The claim arose out of a levy recovery action commenced by an owners corporation in the Local Court. The lot owner cross claimed for damages for loss caused by an alleged breach of section 62 arising out of the owners corporation’s failure to repair common property adjacent to the lot and the matter was transferred to the District Court. As Thoo prevented the lot owner from continuing their claim for damages under the statutory duty, the lot owner sought to amend their cross claim.

Essentially, the proposed amended damages claim was that the lot owner’s loss was due to:

– the owners corporation’s negligence in failing to maintain and repair the common property; and / or

– a breach of trust by the owners corporation in that either:

  • section 62 was a term of the trust requiring the owners corporation to maintain and repair the common property and that this trust term was breached; or
  • the owners corporation breached its fiduciary duty as a trustee by preferring its own interests over those of lot owners or that it had a conflict of interest in pursuing the builder for damages to try to avoid the need for a special levy.

The question of whether the District Court had jurisdiction to hear the matter was raised and the question was referred to the Supreme Court. Interestingly, in respect of the claim for negligence the Owners Corporation sought to rely on the recent decision in Brookfield Multiplex Ltd v Owners Corporation Strata Plan 61288 [2014] HCA 36 (Brookfield Multiplex) as authority that the lot owner could not claim for economic loss as they were not vulnerable in the relevant sense.

His Honour Justice Brereton in determining whether the District Court had the jurisdiction to determine the proposed amendments to the claim held that:

1. in respect of the negligence claim:the lot owner’s claim for damages in negligence was not doomed to failure, that if the District Court did not have jurisdiction (which it did) the proposed amendments would have been allowed by the Supreme Court;

  • a lot owner who bought a lot from a previous owner (and not the body corporate) may not be in a position to adequately protect itself by contract from the acts or omissions of the owners corporation and therefore they may be vulnerable;
  • the lot owner’s claim was not just based on economic loss but was also based on loss caused by physical damage to the lot;

2. in respect of the claim in equity for breach of trust it was held to be untenable:

  • as the owners corporation was a bare trustee, had no relevant active duties to perform, and “[t]he statutory obligation to maintain common property under s 62 is not a term of the trust, and no breach of trust is involved in breaching that duty”; and also
  • as the failure to maintain the common property could not be a conflict of interest by the owners corporation as a trustee as it is not an aspect of its trust obligations.

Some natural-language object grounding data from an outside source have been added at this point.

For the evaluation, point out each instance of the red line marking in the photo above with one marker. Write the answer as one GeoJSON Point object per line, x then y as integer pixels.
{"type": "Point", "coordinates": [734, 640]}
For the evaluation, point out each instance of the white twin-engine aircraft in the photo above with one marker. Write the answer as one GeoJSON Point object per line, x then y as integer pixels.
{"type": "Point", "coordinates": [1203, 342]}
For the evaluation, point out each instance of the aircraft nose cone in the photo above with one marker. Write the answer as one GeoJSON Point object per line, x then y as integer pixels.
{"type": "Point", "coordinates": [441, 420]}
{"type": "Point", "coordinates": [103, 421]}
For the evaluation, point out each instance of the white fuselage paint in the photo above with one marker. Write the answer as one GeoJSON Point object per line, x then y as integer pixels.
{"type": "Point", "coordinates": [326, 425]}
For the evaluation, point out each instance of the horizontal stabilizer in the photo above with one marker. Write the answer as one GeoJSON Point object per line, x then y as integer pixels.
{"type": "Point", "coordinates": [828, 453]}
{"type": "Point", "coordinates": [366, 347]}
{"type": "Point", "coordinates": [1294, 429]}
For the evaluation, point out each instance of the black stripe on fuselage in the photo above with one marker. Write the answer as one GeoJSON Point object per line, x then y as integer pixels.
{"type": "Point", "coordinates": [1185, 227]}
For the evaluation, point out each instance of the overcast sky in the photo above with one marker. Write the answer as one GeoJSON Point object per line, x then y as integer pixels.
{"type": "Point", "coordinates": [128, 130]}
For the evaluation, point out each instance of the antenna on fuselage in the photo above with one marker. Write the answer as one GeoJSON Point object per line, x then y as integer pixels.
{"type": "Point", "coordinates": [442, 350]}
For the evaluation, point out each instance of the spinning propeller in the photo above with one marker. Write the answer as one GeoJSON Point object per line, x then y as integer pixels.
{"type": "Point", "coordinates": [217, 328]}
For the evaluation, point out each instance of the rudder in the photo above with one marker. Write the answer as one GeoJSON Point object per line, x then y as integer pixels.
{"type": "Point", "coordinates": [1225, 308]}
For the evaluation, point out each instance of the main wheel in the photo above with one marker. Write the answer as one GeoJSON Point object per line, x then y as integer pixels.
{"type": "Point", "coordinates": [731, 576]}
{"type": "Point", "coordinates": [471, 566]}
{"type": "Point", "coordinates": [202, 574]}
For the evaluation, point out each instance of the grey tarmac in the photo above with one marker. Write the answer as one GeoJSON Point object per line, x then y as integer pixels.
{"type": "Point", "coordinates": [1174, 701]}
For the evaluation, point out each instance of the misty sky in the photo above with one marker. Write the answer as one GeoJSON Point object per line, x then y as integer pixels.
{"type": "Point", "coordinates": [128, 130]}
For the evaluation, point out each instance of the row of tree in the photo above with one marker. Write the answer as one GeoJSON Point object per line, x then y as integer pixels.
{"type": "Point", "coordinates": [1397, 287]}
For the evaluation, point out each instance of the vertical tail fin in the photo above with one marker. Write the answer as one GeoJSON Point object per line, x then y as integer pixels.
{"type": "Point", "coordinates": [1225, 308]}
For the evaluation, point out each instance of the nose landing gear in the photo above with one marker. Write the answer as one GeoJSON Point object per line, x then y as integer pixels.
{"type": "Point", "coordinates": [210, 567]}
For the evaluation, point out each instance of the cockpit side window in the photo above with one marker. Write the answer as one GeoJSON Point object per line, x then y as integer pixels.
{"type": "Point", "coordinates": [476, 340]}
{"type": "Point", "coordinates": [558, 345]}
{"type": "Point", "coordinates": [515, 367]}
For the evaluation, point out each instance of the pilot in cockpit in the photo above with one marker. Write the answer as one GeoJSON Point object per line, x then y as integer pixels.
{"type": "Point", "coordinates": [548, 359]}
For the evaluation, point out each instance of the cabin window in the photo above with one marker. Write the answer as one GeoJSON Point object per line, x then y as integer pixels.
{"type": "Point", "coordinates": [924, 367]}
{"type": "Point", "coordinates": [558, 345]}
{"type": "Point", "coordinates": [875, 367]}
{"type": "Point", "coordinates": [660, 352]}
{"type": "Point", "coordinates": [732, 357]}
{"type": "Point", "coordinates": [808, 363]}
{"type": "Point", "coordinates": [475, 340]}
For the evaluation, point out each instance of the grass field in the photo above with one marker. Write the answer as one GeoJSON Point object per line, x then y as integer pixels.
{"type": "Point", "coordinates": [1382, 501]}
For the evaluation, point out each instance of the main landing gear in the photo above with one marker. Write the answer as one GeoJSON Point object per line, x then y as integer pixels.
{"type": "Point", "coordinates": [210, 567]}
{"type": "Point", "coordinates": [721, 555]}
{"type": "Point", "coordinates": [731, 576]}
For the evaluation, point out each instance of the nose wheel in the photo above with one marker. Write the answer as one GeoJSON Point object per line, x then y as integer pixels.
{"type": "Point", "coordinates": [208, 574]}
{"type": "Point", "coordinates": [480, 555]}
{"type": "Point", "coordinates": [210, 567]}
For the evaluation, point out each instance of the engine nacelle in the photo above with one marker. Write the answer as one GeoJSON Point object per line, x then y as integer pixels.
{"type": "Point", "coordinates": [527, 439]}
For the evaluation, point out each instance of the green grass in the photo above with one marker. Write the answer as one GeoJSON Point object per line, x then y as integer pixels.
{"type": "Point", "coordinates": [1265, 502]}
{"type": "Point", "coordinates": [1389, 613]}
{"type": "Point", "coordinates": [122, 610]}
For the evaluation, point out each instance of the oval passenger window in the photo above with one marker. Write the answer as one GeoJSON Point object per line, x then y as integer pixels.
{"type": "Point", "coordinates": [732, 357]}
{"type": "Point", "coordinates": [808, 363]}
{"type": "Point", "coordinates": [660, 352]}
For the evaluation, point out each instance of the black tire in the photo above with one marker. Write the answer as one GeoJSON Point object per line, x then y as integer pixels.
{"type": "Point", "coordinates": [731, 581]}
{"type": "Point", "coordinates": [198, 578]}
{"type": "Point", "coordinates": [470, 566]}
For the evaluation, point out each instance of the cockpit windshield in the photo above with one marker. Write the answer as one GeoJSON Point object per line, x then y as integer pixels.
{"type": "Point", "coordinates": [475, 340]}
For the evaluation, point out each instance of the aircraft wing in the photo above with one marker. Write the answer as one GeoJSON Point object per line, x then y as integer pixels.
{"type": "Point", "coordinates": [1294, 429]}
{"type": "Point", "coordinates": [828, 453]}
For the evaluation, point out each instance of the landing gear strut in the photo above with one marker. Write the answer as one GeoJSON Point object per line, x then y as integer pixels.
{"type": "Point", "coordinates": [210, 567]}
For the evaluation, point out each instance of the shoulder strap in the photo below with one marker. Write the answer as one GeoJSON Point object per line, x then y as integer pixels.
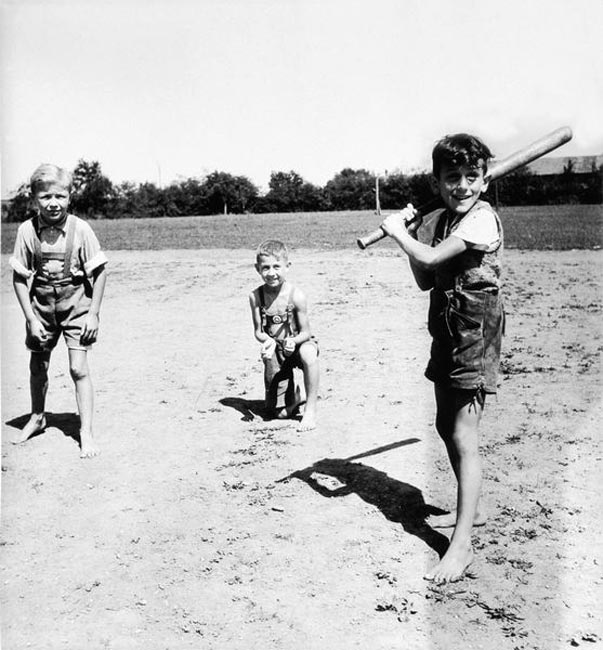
{"type": "Point", "coordinates": [37, 251]}
{"type": "Point", "coordinates": [69, 239]}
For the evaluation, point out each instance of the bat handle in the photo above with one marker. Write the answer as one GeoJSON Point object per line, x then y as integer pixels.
{"type": "Point", "coordinates": [371, 238]}
{"type": "Point", "coordinates": [379, 234]}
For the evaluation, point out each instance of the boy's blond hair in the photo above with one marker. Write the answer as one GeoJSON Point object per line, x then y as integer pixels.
{"type": "Point", "coordinates": [272, 248]}
{"type": "Point", "coordinates": [48, 174]}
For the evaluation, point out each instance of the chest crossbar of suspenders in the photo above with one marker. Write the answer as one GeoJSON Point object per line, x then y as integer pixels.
{"type": "Point", "coordinates": [41, 257]}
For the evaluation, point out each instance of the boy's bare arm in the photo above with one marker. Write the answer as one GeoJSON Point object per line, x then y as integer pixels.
{"type": "Point", "coordinates": [256, 316]}
{"type": "Point", "coordinates": [91, 324]}
{"type": "Point", "coordinates": [22, 292]}
{"type": "Point", "coordinates": [301, 313]}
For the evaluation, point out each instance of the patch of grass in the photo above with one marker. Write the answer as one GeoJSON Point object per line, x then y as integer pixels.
{"type": "Point", "coordinates": [558, 227]}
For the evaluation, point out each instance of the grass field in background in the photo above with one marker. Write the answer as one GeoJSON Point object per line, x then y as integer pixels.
{"type": "Point", "coordinates": [534, 228]}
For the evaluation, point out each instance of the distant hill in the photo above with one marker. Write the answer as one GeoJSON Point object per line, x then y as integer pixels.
{"type": "Point", "coordinates": [556, 165]}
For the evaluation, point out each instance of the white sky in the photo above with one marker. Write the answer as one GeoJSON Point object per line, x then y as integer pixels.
{"type": "Point", "coordinates": [167, 89]}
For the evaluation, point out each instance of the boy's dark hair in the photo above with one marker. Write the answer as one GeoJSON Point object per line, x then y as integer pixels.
{"type": "Point", "coordinates": [460, 149]}
{"type": "Point", "coordinates": [272, 248]}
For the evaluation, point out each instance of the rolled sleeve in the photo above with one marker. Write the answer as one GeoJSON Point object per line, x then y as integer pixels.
{"type": "Point", "coordinates": [479, 229]}
{"type": "Point", "coordinates": [100, 259]}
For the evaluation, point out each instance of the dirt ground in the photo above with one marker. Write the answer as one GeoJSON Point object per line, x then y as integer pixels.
{"type": "Point", "coordinates": [202, 525]}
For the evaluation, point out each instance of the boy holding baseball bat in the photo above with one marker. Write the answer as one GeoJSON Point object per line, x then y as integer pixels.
{"type": "Point", "coordinates": [280, 323]}
{"type": "Point", "coordinates": [59, 278]}
{"type": "Point", "coordinates": [461, 265]}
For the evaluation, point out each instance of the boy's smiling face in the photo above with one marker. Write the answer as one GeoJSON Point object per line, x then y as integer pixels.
{"type": "Point", "coordinates": [52, 202]}
{"type": "Point", "coordinates": [273, 270]}
{"type": "Point", "coordinates": [460, 186]}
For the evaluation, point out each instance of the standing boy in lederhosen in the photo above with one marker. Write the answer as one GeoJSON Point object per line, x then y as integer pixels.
{"type": "Point", "coordinates": [59, 278]}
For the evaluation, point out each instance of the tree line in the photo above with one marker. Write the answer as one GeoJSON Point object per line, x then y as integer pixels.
{"type": "Point", "coordinates": [95, 196]}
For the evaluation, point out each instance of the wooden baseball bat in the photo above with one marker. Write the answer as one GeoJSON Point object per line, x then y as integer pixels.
{"type": "Point", "coordinates": [497, 169]}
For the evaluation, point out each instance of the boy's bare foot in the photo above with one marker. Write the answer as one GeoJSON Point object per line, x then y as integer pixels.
{"type": "Point", "coordinates": [36, 424]}
{"type": "Point", "coordinates": [88, 448]}
{"type": "Point", "coordinates": [308, 422]}
{"type": "Point", "coordinates": [452, 566]}
{"type": "Point", "coordinates": [449, 520]}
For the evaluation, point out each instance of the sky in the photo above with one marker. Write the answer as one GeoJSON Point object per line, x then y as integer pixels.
{"type": "Point", "coordinates": [163, 90]}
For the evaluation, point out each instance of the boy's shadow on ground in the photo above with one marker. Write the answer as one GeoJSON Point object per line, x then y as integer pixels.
{"type": "Point", "coordinates": [399, 502]}
{"type": "Point", "coordinates": [67, 423]}
{"type": "Point", "coordinates": [250, 408]}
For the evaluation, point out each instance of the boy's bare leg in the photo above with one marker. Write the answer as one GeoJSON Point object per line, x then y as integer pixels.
{"type": "Point", "coordinates": [445, 423]}
{"type": "Point", "coordinates": [309, 357]}
{"type": "Point", "coordinates": [84, 394]}
{"type": "Point", "coordinates": [38, 387]}
{"type": "Point", "coordinates": [465, 439]}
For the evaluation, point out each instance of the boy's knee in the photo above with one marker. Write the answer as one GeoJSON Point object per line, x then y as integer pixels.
{"type": "Point", "coordinates": [78, 371]}
{"type": "Point", "coordinates": [308, 353]}
{"type": "Point", "coordinates": [466, 441]}
{"type": "Point", "coordinates": [38, 364]}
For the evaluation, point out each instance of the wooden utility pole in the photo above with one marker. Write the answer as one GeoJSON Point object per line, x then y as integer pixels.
{"type": "Point", "coordinates": [377, 202]}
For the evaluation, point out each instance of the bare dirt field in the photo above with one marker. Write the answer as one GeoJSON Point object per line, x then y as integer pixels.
{"type": "Point", "coordinates": [202, 525]}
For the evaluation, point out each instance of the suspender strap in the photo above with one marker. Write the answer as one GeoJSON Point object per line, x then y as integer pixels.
{"type": "Point", "coordinates": [37, 251]}
{"type": "Point", "coordinates": [69, 246]}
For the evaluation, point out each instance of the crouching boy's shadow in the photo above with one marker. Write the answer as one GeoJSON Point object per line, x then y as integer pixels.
{"type": "Point", "coordinates": [67, 423]}
{"type": "Point", "coordinates": [398, 501]}
{"type": "Point", "coordinates": [250, 408]}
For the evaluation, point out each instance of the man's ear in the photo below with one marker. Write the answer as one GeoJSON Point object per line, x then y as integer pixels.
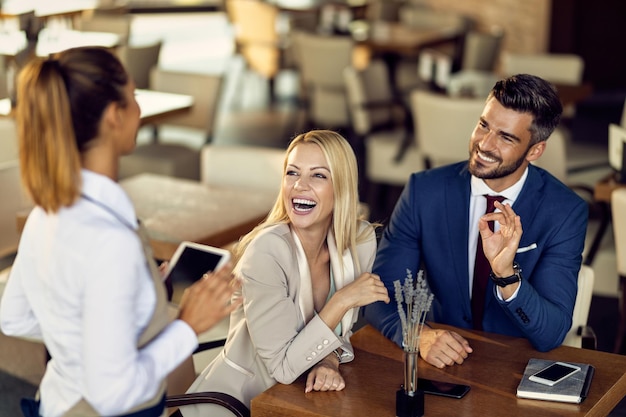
{"type": "Point", "coordinates": [536, 151]}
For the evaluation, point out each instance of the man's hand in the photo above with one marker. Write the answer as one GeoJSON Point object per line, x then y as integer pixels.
{"type": "Point", "coordinates": [443, 348]}
{"type": "Point", "coordinates": [500, 247]}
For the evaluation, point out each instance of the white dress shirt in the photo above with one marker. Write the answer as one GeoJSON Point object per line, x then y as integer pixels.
{"type": "Point", "coordinates": [80, 282]}
{"type": "Point", "coordinates": [478, 206]}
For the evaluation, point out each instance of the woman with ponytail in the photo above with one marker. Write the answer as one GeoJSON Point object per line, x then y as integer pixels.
{"type": "Point", "coordinates": [84, 281]}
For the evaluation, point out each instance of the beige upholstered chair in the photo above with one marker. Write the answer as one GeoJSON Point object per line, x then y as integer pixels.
{"type": "Point", "coordinates": [259, 37]}
{"type": "Point", "coordinates": [108, 22]}
{"type": "Point", "coordinates": [444, 125]}
{"type": "Point", "coordinates": [481, 50]}
{"type": "Point", "coordinates": [139, 60]}
{"type": "Point", "coordinates": [169, 154]}
{"type": "Point", "coordinates": [618, 208]}
{"type": "Point", "coordinates": [257, 167]}
{"type": "Point", "coordinates": [565, 69]}
{"type": "Point", "coordinates": [13, 198]}
{"type": "Point", "coordinates": [391, 155]}
{"type": "Point", "coordinates": [581, 335]}
{"type": "Point", "coordinates": [557, 68]}
{"type": "Point", "coordinates": [321, 61]}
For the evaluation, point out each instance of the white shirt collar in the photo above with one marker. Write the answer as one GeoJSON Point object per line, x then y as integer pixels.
{"type": "Point", "coordinates": [110, 194]}
{"type": "Point", "coordinates": [479, 187]}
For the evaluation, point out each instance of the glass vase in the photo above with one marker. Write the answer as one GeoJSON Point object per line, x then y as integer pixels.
{"type": "Point", "coordinates": [409, 398]}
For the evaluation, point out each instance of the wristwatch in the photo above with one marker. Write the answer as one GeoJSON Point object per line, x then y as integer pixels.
{"type": "Point", "coordinates": [504, 281]}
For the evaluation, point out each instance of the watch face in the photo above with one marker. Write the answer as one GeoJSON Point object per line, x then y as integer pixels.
{"type": "Point", "coordinates": [503, 282]}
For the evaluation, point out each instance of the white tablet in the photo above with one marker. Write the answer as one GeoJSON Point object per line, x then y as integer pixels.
{"type": "Point", "coordinates": [192, 260]}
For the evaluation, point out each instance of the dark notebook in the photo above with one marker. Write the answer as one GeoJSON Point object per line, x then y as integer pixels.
{"type": "Point", "coordinates": [573, 389]}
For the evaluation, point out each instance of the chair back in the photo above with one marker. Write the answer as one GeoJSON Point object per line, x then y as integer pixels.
{"type": "Point", "coordinates": [321, 61]}
{"type": "Point", "coordinates": [421, 17]}
{"type": "Point", "coordinates": [618, 208]}
{"type": "Point", "coordinates": [369, 97]}
{"type": "Point", "coordinates": [586, 277]}
{"type": "Point", "coordinates": [557, 68]}
{"type": "Point", "coordinates": [206, 92]}
{"type": "Point", "coordinates": [257, 38]}
{"type": "Point", "coordinates": [554, 157]}
{"type": "Point", "coordinates": [14, 197]}
{"type": "Point", "coordinates": [481, 50]}
{"type": "Point", "coordinates": [244, 166]}
{"type": "Point", "coordinates": [109, 22]}
{"type": "Point", "coordinates": [444, 125]}
{"type": "Point", "coordinates": [139, 61]}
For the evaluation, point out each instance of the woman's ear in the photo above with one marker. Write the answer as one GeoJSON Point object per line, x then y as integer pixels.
{"type": "Point", "coordinates": [536, 151]}
{"type": "Point", "coordinates": [111, 117]}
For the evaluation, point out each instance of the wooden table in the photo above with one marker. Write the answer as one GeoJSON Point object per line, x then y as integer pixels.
{"type": "Point", "coordinates": [174, 209]}
{"type": "Point", "coordinates": [154, 105]}
{"type": "Point", "coordinates": [493, 372]}
{"type": "Point", "coordinates": [403, 40]}
{"type": "Point", "coordinates": [158, 105]}
{"type": "Point", "coordinates": [55, 40]}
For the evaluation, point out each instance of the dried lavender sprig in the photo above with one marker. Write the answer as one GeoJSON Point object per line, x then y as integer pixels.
{"type": "Point", "coordinates": [418, 300]}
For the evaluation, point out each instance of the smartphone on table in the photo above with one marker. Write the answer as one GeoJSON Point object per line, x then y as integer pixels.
{"type": "Point", "coordinates": [445, 389]}
{"type": "Point", "coordinates": [192, 260]}
{"type": "Point", "coordinates": [554, 373]}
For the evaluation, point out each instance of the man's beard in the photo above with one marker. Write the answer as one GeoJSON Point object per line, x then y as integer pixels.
{"type": "Point", "coordinates": [499, 172]}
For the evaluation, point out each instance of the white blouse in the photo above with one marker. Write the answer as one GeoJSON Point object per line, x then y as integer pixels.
{"type": "Point", "coordinates": [81, 284]}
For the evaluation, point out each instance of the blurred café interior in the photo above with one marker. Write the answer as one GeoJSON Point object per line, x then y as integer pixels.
{"type": "Point", "coordinates": [223, 85]}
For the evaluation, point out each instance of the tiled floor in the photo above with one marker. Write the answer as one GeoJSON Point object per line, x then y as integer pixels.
{"type": "Point", "coordinates": [201, 42]}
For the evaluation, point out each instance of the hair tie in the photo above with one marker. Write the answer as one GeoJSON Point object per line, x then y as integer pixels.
{"type": "Point", "coordinates": [53, 63]}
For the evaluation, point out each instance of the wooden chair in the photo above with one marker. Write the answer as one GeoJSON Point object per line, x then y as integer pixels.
{"type": "Point", "coordinates": [169, 154]}
{"type": "Point", "coordinates": [581, 335]}
{"type": "Point", "coordinates": [139, 60]}
{"type": "Point", "coordinates": [443, 125]}
{"type": "Point", "coordinates": [321, 61]}
{"type": "Point", "coordinates": [618, 208]}
{"type": "Point", "coordinates": [381, 133]}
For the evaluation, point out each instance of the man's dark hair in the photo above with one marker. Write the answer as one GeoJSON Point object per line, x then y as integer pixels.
{"type": "Point", "coordinates": [531, 94]}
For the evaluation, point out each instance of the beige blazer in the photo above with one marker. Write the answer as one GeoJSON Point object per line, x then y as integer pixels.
{"type": "Point", "coordinates": [275, 336]}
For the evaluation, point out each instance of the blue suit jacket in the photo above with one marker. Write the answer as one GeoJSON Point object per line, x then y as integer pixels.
{"type": "Point", "coordinates": [428, 230]}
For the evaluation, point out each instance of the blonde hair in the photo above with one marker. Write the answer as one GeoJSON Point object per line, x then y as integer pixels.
{"type": "Point", "coordinates": [344, 176]}
{"type": "Point", "coordinates": [60, 102]}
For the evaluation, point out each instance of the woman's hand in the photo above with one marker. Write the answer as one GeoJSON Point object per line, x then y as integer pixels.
{"type": "Point", "coordinates": [210, 299]}
{"type": "Point", "coordinates": [364, 290]}
{"type": "Point", "coordinates": [325, 376]}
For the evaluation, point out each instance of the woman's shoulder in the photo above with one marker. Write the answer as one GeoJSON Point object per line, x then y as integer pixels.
{"type": "Point", "coordinates": [272, 238]}
{"type": "Point", "coordinates": [366, 231]}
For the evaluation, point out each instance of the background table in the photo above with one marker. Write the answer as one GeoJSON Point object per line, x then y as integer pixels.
{"type": "Point", "coordinates": [174, 209]}
{"type": "Point", "coordinates": [493, 372]}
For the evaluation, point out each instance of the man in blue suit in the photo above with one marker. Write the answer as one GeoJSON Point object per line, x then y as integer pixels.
{"type": "Point", "coordinates": [440, 214]}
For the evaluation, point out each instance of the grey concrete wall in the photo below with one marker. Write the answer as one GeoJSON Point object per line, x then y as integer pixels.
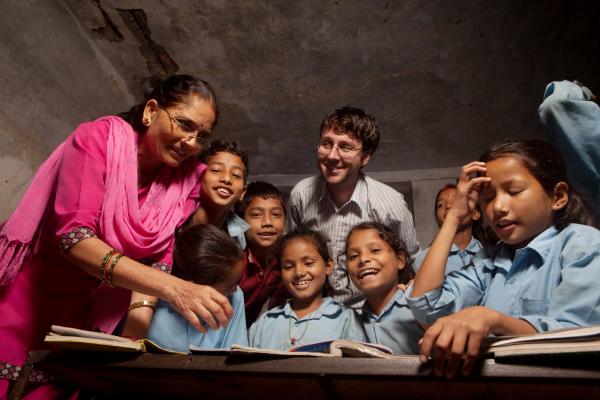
{"type": "Point", "coordinates": [445, 79]}
{"type": "Point", "coordinates": [51, 78]}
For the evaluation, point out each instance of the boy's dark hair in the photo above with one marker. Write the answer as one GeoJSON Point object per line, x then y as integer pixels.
{"type": "Point", "coordinates": [546, 165]}
{"type": "Point", "coordinates": [308, 235]}
{"type": "Point", "coordinates": [204, 254]}
{"type": "Point", "coordinates": [168, 92]}
{"type": "Point", "coordinates": [259, 189]}
{"type": "Point", "coordinates": [396, 244]}
{"type": "Point", "coordinates": [227, 146]}
{"type": "Point", "coordinates": [356, 123]}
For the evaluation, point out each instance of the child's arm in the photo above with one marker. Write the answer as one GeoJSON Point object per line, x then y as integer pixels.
{"type": "Point", "coordinates": [431, 272]}
{"type": "Point", "coordinates": [235, 332]}
{"type": "Point", "coordinates": [571, 121]}
{"type": "Point", "coordinates": [457, 337]}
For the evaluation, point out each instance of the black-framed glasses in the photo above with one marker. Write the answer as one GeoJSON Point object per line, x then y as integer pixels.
{"type": "Point", "coordinates": [199, 135]}
{"type": "Point", "coordinates": [345, 150]}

The Supreme Court ultimately held that held that the District Court did have jurisdiction to hear the negligence claim and the lot owner’s application to amend their cross claim will be determined in the District Court, with that Court no doubt taking note of the Supreme Court’s reasoning.

As the ability to claim in negligence against an owners corporation was not ultimately decided, the possibility for a lot owner to do so remains open following Thoo. Given the reasoning by Justice Brereton it seems likely even should a Brookfield Multiplex argument be made.